The playwrights are in the process of casting the play, with audition assistance from Dale Sampson, a Wheeling Park High School graduate who moved to New York to pursue an acting career.
Wheeling native and Broadway actor Aaron Galligan-Stierle will direct the production of “Changing Game.” The play is scheduled to open in New York on Feb. 16.
Meanwhile, another play written by Richter will be performed at Oglebay Institute’s Towngate Theatre in Wheeling Friday through Sunday, Jan. 3-5. “Political Little One” deals with the historical case of Lucy Bagby, who is believed to be the last slave returned to her master under the Fugitive Slave Act before the Civil War.
Wheeling audiences have seen samples of “Political Little One” during staged readings at local venues in recent years. In this play, Richter dramatizes the story of three men and a boy who were accused of assisting in Bagby’s escape.
Former Sistersville resident Steven E. Winters has released his second book, “A Knight in the Ville – The December Dark.”
Winters, who now lives in Wilmington, N.C., said the story, like his first book, “A Knight in the Ville – Why the Babies Cry,” is based upon local folklore and legends of the Ohio Valley.
Describing the plot, Winters stated, “It is a harrowing tale of how the greed and fears of a small town feed the evil needs of a mysterious stranger who shows up one cold dark December night in tiny Sistersville, W.Va. Only the heroic efforts of small town cop Curtis Knight can save the Ville from certain darkness.”

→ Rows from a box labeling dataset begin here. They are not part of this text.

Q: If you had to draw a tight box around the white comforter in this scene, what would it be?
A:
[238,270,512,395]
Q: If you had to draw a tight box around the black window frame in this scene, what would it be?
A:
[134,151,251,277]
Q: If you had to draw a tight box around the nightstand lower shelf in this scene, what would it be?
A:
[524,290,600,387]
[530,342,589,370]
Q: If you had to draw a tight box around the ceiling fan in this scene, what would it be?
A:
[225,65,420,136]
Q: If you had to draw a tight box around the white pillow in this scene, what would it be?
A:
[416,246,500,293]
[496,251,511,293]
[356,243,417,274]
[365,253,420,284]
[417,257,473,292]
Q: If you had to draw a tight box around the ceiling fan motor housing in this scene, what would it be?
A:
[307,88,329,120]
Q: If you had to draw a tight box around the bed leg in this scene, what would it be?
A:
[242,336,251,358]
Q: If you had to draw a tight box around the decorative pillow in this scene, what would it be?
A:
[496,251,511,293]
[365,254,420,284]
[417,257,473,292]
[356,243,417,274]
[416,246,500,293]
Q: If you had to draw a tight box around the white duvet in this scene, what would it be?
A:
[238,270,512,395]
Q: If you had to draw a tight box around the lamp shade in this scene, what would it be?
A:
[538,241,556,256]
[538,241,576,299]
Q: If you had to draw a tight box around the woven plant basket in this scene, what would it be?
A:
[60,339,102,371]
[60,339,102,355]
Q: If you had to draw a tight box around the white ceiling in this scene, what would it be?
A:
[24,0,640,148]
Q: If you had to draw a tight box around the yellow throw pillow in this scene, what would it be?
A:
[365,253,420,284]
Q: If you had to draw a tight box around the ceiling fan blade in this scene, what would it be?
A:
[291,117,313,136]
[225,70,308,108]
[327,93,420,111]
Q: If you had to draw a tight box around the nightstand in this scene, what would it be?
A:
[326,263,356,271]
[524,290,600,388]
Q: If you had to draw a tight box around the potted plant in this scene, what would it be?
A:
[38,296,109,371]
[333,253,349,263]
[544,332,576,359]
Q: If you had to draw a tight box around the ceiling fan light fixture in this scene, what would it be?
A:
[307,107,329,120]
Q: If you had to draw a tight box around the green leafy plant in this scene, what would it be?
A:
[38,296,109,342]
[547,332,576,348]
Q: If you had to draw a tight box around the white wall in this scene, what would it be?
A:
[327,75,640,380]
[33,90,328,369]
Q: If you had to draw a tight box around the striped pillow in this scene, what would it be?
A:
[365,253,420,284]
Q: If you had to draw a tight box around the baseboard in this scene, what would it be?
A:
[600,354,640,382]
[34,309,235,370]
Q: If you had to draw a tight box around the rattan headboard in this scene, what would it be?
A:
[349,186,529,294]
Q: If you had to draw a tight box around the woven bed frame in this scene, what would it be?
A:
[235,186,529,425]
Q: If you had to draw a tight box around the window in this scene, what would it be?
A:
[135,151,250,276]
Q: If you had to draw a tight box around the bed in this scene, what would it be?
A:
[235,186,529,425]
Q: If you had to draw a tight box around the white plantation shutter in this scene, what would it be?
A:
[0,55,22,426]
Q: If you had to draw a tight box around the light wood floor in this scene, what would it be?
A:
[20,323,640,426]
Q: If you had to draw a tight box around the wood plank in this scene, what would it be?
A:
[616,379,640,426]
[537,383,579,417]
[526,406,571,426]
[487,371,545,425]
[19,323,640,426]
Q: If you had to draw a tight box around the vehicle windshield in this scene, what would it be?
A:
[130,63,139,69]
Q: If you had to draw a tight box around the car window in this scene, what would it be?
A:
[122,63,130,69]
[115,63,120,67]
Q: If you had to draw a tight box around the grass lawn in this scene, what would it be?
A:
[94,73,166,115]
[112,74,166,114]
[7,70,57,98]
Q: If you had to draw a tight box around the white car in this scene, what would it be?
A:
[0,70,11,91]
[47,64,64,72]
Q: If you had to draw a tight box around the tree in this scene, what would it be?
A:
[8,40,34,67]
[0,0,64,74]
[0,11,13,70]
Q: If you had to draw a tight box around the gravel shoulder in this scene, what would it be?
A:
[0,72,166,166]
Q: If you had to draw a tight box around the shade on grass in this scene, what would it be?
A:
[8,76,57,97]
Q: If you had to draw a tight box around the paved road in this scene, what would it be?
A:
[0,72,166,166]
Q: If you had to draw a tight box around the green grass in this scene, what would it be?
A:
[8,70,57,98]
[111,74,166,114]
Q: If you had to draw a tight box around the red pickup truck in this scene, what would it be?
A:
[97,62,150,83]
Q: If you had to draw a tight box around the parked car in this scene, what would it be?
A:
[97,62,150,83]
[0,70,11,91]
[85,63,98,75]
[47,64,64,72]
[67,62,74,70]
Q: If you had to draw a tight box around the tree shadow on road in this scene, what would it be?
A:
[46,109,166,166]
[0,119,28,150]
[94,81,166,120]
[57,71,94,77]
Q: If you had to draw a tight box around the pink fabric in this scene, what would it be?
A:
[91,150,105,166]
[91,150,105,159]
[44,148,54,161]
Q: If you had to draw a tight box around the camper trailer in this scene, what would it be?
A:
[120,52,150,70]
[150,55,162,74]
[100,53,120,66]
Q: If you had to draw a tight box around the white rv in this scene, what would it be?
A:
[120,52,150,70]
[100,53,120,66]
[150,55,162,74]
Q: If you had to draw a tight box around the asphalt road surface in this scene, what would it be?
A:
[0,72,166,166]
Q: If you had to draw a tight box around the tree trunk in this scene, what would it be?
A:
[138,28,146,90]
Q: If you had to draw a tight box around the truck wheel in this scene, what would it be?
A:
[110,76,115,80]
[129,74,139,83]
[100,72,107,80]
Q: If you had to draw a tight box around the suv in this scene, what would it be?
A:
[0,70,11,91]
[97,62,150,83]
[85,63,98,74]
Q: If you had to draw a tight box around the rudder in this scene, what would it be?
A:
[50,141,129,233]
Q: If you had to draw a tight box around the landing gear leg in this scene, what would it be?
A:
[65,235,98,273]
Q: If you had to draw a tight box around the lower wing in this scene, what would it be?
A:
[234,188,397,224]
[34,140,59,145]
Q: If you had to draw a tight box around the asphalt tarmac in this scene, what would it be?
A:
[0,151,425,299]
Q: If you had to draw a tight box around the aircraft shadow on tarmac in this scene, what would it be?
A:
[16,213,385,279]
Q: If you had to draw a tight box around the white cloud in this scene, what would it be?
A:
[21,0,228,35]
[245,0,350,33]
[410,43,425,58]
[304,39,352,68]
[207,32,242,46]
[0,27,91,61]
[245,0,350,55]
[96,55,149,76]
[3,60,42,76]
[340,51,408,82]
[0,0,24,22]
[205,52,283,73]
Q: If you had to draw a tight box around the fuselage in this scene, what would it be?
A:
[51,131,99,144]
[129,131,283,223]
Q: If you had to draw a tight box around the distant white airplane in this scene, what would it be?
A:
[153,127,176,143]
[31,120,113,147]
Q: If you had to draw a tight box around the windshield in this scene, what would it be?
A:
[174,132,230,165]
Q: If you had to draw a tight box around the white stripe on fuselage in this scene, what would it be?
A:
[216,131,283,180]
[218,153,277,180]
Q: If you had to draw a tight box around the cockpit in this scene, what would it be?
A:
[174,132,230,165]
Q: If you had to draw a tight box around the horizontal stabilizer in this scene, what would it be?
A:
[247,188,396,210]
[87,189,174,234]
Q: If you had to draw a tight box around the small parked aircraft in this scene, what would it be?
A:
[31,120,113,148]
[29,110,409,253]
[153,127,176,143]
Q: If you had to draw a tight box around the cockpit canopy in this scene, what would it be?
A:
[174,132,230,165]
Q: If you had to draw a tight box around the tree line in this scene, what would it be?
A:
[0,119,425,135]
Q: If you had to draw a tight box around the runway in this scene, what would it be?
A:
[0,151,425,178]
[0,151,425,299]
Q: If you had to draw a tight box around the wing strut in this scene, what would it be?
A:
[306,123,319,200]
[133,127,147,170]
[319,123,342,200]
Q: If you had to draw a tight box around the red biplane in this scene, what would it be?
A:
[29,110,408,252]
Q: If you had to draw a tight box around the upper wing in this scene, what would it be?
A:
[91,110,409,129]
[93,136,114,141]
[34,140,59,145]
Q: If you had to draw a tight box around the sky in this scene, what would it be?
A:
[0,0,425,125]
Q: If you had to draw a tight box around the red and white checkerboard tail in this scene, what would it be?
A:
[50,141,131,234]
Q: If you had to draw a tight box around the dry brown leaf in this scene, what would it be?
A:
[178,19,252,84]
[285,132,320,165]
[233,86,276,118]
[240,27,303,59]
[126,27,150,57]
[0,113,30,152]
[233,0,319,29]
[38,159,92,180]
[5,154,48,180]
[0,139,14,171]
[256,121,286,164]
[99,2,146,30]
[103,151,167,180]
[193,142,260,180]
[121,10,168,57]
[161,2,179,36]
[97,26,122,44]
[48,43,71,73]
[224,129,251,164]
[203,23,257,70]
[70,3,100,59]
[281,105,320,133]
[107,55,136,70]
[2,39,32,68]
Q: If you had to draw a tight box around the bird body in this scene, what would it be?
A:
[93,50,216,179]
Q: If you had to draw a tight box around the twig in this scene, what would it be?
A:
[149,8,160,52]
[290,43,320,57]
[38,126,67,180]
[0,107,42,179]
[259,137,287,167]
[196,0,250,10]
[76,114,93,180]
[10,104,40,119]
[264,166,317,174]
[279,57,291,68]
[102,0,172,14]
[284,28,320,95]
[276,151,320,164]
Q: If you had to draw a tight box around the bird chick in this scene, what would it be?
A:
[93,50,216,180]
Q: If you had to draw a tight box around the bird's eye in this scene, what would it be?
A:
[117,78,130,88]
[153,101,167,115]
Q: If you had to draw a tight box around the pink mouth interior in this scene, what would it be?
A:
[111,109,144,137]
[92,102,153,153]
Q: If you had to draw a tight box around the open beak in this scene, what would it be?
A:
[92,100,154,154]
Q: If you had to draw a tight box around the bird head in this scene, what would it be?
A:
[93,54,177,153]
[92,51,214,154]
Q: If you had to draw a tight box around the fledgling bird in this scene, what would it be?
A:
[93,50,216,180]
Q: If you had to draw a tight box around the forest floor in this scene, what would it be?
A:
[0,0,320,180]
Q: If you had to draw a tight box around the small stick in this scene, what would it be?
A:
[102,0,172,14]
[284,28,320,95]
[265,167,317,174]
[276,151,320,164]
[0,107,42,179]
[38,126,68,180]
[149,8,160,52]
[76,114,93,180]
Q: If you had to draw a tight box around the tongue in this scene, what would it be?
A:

The novel is available at Amazon.com or at other book distributors, the author said.
I’m sorry to have missed it, but I’m told that another great program was presented for Lunch With Books at the Ohio County Public Library Tuesday, Dec. 17.
Coordinator Sean Duffy said that 130 people were present to share their memories of downtown Wheeling.
The session was part of Lunch With Books’ popular Neighborhood Nostalgia series.
One of the speakers was Jack Syphers, Wheeling’s last surviving trolley car man. Duffy said Syphers started working for Wheeling’s Co-Operative Transit Co. in 1942, at age 21. He operated trolley cars until they were replaced by buses in 1948. Duffy said the next entry in the series will be Wheeling Island Memories, currently scheduled for March 25.
The holiday season is upon us with all its wonder, magical moments and experiences of grace and joy. Even in times of great sorrow, the spirit of Christmas still prevails. It is a time for extraordinary examples of generosity and simple acts of kindness. Witnessing the selfless giving by others of their time, energy and material goods can restore one’s faith in humanity.
May you and your family and friends have a blessed Christmas and a joyous holiday season. Merry Christmas, readers!